The Society for Human Resource Management has put a price tag on the cost of employee turnover. According to their research replacement costs are somewhere between 50% and 200% of annual salary. For someone on a £40,000 (dollars) each exit costs between £20,000 and £80,000.

These numbers include recruiting, interviewing and training. These include lost productivity while positions are vacant, overtime costs for remaining staff members filling in the gap, loss of customer relationships during the transition period and institutional knowledge that leaves with an employee.

For a business who loses just two or three staff unnecessarily annually, this can equate to an annual cost of over £100,000. That money could pay for growth initiatives or equipment upgrades, or it may simply be profit that should have remained in the business.

Where the Problem Actually Starts

Exit interviews tend to capture surface-level explanations — better opportunities elsewhere, not quite the right fit, personal circumstances.

In reality, research from Brandon Hall Group reveals something much more actionable.
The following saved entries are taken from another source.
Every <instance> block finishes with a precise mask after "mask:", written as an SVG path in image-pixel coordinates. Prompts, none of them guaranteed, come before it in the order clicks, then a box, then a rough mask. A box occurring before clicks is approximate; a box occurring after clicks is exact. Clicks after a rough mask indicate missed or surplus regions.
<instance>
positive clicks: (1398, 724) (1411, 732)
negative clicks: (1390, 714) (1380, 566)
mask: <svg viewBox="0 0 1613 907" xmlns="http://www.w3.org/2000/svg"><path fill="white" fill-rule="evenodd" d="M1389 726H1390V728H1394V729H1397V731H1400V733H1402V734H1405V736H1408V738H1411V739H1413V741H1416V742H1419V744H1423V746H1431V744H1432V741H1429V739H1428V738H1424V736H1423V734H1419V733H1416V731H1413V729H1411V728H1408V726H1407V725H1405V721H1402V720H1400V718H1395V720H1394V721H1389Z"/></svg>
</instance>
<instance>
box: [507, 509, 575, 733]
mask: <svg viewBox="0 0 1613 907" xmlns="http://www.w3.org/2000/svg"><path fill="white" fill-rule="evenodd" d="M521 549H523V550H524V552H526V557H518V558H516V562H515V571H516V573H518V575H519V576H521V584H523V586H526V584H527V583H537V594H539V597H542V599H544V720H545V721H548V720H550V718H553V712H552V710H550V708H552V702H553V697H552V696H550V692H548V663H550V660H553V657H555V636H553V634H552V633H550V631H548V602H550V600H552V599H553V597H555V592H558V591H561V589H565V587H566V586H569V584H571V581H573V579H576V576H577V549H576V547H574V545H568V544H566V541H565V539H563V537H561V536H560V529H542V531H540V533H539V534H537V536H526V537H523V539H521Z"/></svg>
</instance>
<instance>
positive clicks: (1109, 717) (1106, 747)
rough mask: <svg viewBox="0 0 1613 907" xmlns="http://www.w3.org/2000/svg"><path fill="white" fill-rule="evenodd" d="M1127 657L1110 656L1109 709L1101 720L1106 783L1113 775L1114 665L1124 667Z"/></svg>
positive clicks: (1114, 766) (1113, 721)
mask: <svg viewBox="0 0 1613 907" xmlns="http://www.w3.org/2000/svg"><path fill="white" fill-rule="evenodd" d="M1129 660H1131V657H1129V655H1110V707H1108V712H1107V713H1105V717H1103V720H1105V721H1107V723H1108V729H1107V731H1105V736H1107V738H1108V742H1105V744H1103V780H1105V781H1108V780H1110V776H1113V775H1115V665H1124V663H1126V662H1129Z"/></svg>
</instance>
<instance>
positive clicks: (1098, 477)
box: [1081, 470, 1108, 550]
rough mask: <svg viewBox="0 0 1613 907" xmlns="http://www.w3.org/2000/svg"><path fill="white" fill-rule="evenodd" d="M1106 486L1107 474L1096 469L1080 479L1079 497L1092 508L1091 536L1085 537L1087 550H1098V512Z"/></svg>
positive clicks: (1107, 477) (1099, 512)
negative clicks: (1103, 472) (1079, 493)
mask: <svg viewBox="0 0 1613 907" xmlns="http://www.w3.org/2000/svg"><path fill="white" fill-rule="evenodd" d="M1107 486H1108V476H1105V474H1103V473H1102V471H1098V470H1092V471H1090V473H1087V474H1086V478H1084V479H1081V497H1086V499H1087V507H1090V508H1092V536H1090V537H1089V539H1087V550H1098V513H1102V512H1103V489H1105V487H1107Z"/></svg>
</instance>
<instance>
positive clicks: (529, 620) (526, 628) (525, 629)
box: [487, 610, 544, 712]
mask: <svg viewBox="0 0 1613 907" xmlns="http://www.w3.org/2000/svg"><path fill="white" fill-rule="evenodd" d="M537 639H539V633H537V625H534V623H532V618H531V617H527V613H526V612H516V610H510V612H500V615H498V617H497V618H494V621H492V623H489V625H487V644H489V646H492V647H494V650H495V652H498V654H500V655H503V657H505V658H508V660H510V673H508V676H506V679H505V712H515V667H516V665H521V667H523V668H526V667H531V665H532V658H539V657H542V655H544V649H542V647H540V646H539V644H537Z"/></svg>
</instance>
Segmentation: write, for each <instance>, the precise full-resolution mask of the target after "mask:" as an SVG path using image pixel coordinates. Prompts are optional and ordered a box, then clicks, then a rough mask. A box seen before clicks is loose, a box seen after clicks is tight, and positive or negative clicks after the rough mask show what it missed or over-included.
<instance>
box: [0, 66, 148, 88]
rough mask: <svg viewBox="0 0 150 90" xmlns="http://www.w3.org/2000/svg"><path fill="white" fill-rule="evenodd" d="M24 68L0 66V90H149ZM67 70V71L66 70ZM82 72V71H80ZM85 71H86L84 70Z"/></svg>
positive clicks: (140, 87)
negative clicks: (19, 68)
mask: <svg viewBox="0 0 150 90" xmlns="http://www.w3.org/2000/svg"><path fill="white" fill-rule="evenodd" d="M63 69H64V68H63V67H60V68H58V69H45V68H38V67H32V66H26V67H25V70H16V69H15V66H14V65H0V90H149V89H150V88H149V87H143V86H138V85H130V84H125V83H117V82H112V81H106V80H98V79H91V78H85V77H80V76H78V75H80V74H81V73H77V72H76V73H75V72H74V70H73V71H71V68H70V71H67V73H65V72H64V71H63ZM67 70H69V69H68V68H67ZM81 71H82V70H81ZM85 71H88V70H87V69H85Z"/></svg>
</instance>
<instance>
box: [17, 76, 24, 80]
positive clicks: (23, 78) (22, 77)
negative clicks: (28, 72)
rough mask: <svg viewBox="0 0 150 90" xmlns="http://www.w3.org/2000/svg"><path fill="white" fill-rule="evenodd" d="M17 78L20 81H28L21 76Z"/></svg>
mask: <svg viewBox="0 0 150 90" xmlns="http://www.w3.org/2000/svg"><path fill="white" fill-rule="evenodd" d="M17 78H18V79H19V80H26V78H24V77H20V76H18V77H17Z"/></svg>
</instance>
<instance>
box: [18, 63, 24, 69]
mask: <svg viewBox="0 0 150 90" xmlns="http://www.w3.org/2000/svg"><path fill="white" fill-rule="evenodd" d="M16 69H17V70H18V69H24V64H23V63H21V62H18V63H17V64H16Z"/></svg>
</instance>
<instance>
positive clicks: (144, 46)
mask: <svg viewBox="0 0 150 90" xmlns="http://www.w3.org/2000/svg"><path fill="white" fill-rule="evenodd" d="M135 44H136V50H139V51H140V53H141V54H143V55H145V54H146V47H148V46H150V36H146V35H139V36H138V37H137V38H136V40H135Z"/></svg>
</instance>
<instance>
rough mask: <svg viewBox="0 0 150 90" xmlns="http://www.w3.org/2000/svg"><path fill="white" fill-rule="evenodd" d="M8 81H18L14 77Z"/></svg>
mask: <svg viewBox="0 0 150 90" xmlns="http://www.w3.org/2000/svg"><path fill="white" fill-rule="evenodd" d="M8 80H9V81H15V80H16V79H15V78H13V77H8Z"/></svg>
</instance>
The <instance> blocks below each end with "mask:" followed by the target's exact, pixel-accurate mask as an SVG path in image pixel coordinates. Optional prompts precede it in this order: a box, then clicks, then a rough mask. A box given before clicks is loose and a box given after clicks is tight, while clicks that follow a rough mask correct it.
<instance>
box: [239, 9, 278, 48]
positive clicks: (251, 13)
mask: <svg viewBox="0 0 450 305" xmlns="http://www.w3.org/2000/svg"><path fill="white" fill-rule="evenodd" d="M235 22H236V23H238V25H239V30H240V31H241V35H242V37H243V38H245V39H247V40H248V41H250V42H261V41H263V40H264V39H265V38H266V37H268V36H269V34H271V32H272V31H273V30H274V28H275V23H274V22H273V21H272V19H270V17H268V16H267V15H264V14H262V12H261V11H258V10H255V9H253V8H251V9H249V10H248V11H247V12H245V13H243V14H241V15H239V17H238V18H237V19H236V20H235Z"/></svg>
This is important because employees with poor onboarding experiences are two times more likely to leave within their first year (source:Employee Onboarding Statistics).

The signs are of something that can be fixed. So many departures stem from those fraught first weeks: vague expectations, haphazard orientation, training based on whoever is free at the time and lack of check-ins when new employees need support the most.

What Changes the Outcome

Companies that solve this problem view onboarding as infrastructure, not administration. They have a clear set of expectations for every new starter from day one. They provide certainty to their experiences regardless of how hectic any given week may be.

For scaling businesses where the human element of consistency becomes a challenge, technology provides the solution. FirstHR is an example of onboarding platforms helping with welcome sequences, document collection, task allocations and training schedules. They make sure every new hire gets proper support, no matter how stretched managers are.

But technology implements a plan, it does not replace one. While automation can take care of some of the minutiae, it can’t replace the underlying commitment to support new employees at perhaps their most vulnerable time.

The Competitive Advantage

As we have already established, UK businesses competing in tight labour markets cannot afford to lose the people they fought tooth and nail to recruit multiple times. Each person who sticks around is thousands saved. For every preventable loss, thousands are lost.

The difference often hinges on whether someone invested properly in those critical first weeks. Companies that succeed in this area create teams that cultivate actual expertise collectively. They retain institutional knowledge. It small that they build cultures within communities where people actually want to stay.

Conclusion

The maths has a bias in favour of businesses that improve retention. There is a chance for those willing to tackle what others don’t.